Behind every missing person will be a family and relatives who feel the need to find out what happened to their loved one specifically and in detail and will not be satisfied with general answers. This will be the most difficult task to which the OMP has to find answers as the system that made these people go missing is unlikely to collaborate. One of the participants at the workshop, Sandhya Ekneligoda, whose husband Prageeth went missing outside the battlefield a year before the end of the war, said
that suspects in her husband’s likely killing have been taken into state custody. But they will not provide any further information that might incriminate others who were more responsible for the human rights abuses that took place in that time of impunity.

UPHILL TASK
In its interim report that was released last week, the OMP recommended the publication of a full list of all detention centres as well as detainees and ensure that persons are not detained in any unauthorised detention centres and to repeal and reform provisions of the Prevention of Terrorism Act, which permits prolonged detention of individuals without judicial review. It also recommended the suspension of state officials, including members of the armed forces and police who are named as suspects or are indicted in cases relating to abductions and enforced disappearances till the final determination of those cases. It also recommended to provide adequate material and human resources to law enforcement officers, the Attorney-General’s Department as well as the judiciary to investigate, prosecute and punish perpetrators of enforced disappearances.
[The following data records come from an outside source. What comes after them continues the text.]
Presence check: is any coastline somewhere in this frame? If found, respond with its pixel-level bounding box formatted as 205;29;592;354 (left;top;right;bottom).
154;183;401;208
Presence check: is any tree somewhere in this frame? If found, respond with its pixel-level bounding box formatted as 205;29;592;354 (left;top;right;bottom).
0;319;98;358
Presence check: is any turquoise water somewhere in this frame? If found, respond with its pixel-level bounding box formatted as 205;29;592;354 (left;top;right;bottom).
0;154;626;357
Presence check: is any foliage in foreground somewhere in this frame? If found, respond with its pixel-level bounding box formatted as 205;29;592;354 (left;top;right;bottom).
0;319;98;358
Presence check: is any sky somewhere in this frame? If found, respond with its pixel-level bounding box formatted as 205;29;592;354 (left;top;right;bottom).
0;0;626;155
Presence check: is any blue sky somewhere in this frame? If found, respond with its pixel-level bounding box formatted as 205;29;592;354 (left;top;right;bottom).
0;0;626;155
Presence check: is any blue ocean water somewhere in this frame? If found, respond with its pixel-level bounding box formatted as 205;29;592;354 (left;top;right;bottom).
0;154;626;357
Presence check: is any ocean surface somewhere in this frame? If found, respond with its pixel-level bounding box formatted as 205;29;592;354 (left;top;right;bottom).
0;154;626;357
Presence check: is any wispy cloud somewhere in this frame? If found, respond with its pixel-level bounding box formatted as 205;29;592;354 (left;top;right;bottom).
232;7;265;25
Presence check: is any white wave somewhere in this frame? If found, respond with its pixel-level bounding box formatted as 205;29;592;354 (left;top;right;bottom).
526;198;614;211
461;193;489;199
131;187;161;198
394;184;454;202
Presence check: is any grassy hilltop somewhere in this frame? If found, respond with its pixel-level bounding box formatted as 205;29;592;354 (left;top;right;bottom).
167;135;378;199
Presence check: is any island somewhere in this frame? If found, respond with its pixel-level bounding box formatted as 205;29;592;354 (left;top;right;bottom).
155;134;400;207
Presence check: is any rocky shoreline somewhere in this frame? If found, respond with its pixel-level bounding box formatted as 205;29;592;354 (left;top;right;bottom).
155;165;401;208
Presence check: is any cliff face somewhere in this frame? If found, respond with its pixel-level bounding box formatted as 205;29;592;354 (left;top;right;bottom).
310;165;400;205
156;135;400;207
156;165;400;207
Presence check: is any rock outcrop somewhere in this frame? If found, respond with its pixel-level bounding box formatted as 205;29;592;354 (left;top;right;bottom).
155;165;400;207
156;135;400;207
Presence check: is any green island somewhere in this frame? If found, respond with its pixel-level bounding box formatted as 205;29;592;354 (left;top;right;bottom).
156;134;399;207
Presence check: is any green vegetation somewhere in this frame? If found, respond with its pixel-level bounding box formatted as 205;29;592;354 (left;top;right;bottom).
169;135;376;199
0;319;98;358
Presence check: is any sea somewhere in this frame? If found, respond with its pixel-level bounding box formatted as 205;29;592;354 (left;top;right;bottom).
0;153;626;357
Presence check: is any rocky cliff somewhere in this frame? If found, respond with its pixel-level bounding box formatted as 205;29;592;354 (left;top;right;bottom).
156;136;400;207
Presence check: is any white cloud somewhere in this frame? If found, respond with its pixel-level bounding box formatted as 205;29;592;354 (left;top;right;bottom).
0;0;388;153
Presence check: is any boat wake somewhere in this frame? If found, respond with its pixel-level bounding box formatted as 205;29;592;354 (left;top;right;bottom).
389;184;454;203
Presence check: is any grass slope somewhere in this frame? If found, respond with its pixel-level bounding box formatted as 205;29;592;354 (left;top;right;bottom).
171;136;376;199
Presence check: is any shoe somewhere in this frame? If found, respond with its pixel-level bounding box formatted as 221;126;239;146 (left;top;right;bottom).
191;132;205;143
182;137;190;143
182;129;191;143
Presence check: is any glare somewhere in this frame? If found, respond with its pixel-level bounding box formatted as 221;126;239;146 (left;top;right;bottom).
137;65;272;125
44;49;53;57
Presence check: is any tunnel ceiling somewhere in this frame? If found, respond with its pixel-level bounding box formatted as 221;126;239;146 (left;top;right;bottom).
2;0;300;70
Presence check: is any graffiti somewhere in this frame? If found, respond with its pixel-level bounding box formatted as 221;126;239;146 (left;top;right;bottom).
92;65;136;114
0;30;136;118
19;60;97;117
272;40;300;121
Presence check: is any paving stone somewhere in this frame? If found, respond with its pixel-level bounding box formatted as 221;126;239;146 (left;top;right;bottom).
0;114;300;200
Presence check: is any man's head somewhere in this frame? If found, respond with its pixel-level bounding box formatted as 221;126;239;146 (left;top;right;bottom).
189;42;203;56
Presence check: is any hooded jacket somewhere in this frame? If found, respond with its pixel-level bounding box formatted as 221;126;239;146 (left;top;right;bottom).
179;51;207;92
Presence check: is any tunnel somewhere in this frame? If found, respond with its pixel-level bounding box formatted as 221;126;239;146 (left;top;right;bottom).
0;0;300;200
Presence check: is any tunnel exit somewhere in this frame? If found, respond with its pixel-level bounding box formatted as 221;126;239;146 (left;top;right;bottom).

In addition to the focus on political and human rights issues, the OMP in its interim report also gave attention to economic development aspirations of the government and the general population. The current socio-economic situation of many families of the missing and the disappeared is dire and cannot wait until a final reparations scheme is devised. Thus, a key set of measures is required to provide urgent and immediate relief to the families, the report says. Among the interim relief proposals of the OMP is
a proposal to pay a monthly living allowance of Rs. 6,000 to those who have no permanent income. In addition the OMP recommends the introduction of an employment quota of 1% within the state sector in order to facilitate family members of the missing and disappeared who have requisite skills, when vacancies in the public and semi-governmental sectors are being filled.

The OMP faces an uphill task but it comprises some of the best persons that Sri Lanka could bring forward to do the best that can be done in the prevailing circumstances. This is a new experience to Sri Lanka, and the demands will be very great. In other parts of the world, these processes take decades to unfold. The OMP’s seven commissioners bring different skills and experiences to bear but the binding factor will be their integrity and commitment and their success will be in their maturity and sense of balance. The work they do will lay the foundation for truth, justice and reconciliation to emerge, which is essential if Sri Lanka is to leave its divided past behind and journey forward to a shared future.